Big Data is like fresh fish…
26/11/2012 Leave a comment
One of the new buzz words is now Big Data. According to IBM, every day we create 2.5 quintillion (1018) bytes of data. Huge quantities of data elements are collected from a wide variety of different sources. Well-known sources are traditional transactional databases from ERP, SCM and CRM systems. Current enterprise systems create and store huge amounts of data, transactional data in the first place but also meta-data, audit data, security data, backup data and so on. Since the prices for storage and processing are ever decreasing, the volumes of databases increase. In order to be able to steer our businesses efficiently and effectively we are in a constant demand for supplementary data. However this data is only estimated at 20% of what could be available for the business. That is why we speak about Big Data.
More and more data is also coming from sources ‘outside’ the company like tweets, email messages, Facebook notifications, pictures, blogs, portfolios, websites, and videos. These data elements sneak into our businesses. Big Data is however not so well structured like data stored in relational databases. Twitter generates more than 7 TB of data every day and Facebook generates more than 10 TB. These are data volumes equivalent to 7000 and 10000 movies of 100 min. respectively.
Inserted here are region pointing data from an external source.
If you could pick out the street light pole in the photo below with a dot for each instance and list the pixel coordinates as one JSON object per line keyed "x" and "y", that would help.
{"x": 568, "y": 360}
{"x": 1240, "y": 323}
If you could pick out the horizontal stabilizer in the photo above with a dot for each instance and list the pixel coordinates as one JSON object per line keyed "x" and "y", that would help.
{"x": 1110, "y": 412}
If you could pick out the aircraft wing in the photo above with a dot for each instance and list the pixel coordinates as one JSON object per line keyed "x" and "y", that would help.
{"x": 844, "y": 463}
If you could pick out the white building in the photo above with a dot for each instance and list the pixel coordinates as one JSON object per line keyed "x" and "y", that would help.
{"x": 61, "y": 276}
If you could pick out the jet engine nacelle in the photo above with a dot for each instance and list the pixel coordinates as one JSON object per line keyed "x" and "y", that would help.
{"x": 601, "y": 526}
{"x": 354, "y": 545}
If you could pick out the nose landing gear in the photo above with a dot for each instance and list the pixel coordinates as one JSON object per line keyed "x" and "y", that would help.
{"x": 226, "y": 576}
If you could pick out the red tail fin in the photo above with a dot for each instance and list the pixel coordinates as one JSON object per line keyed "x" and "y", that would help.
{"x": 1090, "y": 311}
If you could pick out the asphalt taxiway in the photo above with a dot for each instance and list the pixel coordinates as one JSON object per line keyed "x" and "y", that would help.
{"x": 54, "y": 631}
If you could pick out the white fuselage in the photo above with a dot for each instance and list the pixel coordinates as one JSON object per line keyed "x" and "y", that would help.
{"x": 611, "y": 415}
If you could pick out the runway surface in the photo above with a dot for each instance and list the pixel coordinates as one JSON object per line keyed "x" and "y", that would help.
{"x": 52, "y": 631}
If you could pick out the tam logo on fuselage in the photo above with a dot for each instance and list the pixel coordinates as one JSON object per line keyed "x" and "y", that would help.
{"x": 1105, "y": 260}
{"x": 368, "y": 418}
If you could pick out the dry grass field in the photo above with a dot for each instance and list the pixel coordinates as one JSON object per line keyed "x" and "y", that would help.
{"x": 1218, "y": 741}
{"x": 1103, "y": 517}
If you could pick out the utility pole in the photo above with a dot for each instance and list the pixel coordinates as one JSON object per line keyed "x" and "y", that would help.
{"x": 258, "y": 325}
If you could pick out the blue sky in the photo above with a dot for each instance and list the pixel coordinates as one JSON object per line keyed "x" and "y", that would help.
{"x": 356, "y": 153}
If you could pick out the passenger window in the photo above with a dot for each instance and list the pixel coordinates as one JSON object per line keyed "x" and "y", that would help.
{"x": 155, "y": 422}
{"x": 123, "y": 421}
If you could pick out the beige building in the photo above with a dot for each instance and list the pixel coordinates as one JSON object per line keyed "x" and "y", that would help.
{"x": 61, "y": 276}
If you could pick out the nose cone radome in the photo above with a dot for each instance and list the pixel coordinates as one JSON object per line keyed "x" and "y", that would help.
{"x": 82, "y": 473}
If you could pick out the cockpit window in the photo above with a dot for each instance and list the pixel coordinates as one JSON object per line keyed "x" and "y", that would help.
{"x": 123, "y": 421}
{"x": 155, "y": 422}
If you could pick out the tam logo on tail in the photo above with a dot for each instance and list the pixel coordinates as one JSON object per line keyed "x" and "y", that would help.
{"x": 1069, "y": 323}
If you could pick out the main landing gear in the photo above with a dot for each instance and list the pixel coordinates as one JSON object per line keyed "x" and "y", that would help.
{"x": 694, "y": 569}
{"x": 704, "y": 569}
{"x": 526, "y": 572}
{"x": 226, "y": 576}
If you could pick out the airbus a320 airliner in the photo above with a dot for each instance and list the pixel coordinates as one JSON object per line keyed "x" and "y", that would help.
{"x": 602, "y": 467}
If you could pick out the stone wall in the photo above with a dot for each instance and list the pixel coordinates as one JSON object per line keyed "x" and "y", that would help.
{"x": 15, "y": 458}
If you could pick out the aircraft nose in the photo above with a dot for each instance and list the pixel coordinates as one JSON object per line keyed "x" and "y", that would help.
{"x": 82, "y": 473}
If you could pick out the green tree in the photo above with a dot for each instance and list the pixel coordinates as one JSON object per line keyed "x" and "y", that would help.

Every day! And these amounts are increasing every day. But what do we do with Big Data? Or better: what can or should we do with Big Data? Some quick answers. Can we do something with Big Data? Yes. What can we do with Big Data? It depends. Should we do something with Big Data? Likely yes.
First of all we have to keep in mind that Big Data comes in all sorts of formats (examples: xml, doc, txt, bmp, json, html, mpeg4, …) making an unified overview and the processing of it very challenging. Most social media platforms offer all kind of API’s to retrieve data out of their huge databases. However most companies do not have the right tools to deal with such a broad variety of formats and cannot deliver comprehensive information or knowledge out of it. Also the capacity to process Big Data is not always present in organizations.
Second, Big Data is like fresh fish. You have to catch it and cook it immediately because fresh fish tend to become very quickly tainted. So does Big Data. What is the purpose of retrieving tweet streams of last week if you want to take countermeasures to a viral wave of bad tweets imposing your brand name? The velocity by which Big Data is growing is fast but the opportunity to harvest data depends on the nature of the data and the kind of information or knowledge we want to obtain. This can be a problem. Do we know what we want? Do we see what kind of information can be delivered from Big Data? The answer is sadly no, not always. Dealing with Big Data means mains harvesting data in motion, throw away the mud and keep the raw diamonds. This takes time and effort and above all, how do we now that we have found a diamond? Businesses do not always have the time to wait for a raw diamond raising from the mud. Still the potential is there. The recent presidential elections in the US were predicted by a professor based on a statistical and historical model. The model works entirely with big data that is available for everyone. However it was not known in advance if the model would have predictable power or not. So, we sure can do something with Big Data and we should give it at least a try to see if we can retrieve knowledge out of it. Big Data is not a gambling game, but it requires the right tools to sift away the mud and to keep the diamonds. These tools are slowly finding their way to the market.